A 200-mm-square, 10-mm-thick tile has the thermophysical properties of Pyrex \((\varepsilon=0.80)\) and emerges from a curing process at an initial temperature of \(T_{i}=140^{\circ} \mathrm{C}\). The backside of the tile is insulated while the upper surface is exposed to ambient air and surroundings at \(25^{\circ} \mathrm{C}\).

Short Answer

Expert verified
The initial heat transfer rate from the Pyrex tile to the ambient air as it emerges from the curing process is approximately 72.50 Watts.

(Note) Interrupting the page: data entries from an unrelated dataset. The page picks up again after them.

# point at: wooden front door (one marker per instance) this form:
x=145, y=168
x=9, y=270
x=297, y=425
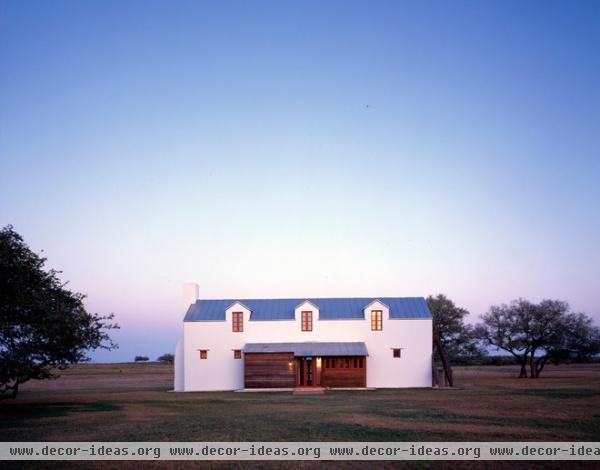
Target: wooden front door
x=306, y=374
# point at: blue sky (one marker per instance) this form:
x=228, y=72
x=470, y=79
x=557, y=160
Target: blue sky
x=290, y=149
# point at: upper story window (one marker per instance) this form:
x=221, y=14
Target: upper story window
x=306, y=321
x=376, y=320
x=237, y=324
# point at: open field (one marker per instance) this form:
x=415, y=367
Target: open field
x=129, y=402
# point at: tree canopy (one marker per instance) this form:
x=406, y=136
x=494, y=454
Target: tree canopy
x=449, y=323
x=44, y=326
x=536, y=334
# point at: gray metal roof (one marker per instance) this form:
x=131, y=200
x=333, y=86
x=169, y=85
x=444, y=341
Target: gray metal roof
x=329, y=309
x=310, y=348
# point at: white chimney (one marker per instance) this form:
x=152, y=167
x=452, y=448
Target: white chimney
x=190, y=294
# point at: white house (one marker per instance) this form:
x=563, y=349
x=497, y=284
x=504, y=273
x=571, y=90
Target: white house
x=284, y=343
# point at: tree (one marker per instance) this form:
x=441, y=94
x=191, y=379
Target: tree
x=456, y=337
x=44, y=327
x=540, y=333
x=505, y=327
x=451, y=336
x=167, y=358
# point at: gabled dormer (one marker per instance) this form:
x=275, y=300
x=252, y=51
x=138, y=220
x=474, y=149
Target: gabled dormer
x=237, y=315
x=306, y=313
x=375, y=313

This is calculated using the heat transfer through radiation equation, taking into account the emissivity of Pyrex, the initial and ambient temperatures, and the surface area of the exposed tile.

Step by step solution

01

Identify the properties and constants

First, we must identify the properties and constants provided in the problem statement that will be useful in solving the problem. - Tile dimensions: \(200~\text{mm} \times 200~\text{mm} \times 10~\text{mm}\) (note that only the surface area is relevant here, as heat transfer occurs on the exposed surface) - Material: Pyrex, with \(\varepsilon = 0.80\) (emissivity) - Initial temperature: \(T_{i} = 140^{\circ} \mathrm{C}\), which must be converted to Kelvin: \(T_{i, K} = 140 + 273.15 = 413.15~\text{K}\) - Ambient air temperature: \(25^{\circ} C\), which should also be converted to Kelvin: \(T_{\infty, K} = 25 + 273.15 = 298.15~\text{K}\) - Stefan-Boltzmann constant: \(\sigma = 5.670 \times 10^{-8}~\mathrm{W/m^2 \cdot K^4}\)
02

Calculate the heat transfer through radiation

To calculate the heat transfer through radiation, we can use the following equation: \[q = \varepsilon \cdot \sigma \cdot A \cdot (T_{i, K}^4 - T_{\infty, K}^4)\] where: - \(q\) is the heat transfer rate (in Watts) - \(\varepsilon\) is the emissivity of the material - \(\sigma\) is the Stefan-Boltzmann constant - \(A\) is the surface area of the exposed surface (in square meters) - \(T_{i, K}\) is the initial temperature of the tile (in Kelvin) - \(T_{\infty, K}\) is the temperature of the ambient air (in Kelvin) First, we need to calculate the surface area of the exposed surface. Given that the tile is of square shape, with a side length of 200 mm, we can express its surface area as follows: \[A = (0.2~\text{m})^2 = 0.04~\text{m}^2\] Now, we can substitute the values into the equation to find the initial heat transfer rate: \[q = 0.80 \cdot (5.670 \times 10^{-8} \frac{\text{W}}{\text{m}^2 \text{K}^4}) \cdot 0.04~\text{m}^2 \cdot (413.15^4 - 298.15^4) \text{K}^4\]
03

Determine the initial heat transfer rate

Now, we can evaluate the expression to find the initial heat transfer rate: \[q = 0.80 \cdot (5.670 \times 10^{-8} \frac{\text{W}}{\text{m}^2 \text{K}^4}) \cdot 0.04~\text{m}^2 \cdot (2.053 \times 10^8 - 7.875 \times 10^7)~\text{K}^4\] \[q = 0.80 \cdot (5.670 \times 10^{-8} \frac{\text{W}}{\text{m}^2 \text{K}^4}) \cdot 0.04~\text{m}^2 \cdot (1.266 \times 10^8)~\text{K}^4\] \[q \approx 72.50~\text{W}\] The initial heat transfer rate from the Pyrex tile to the ambient air as it emerges from the curing process is approximately 72.50 Watts.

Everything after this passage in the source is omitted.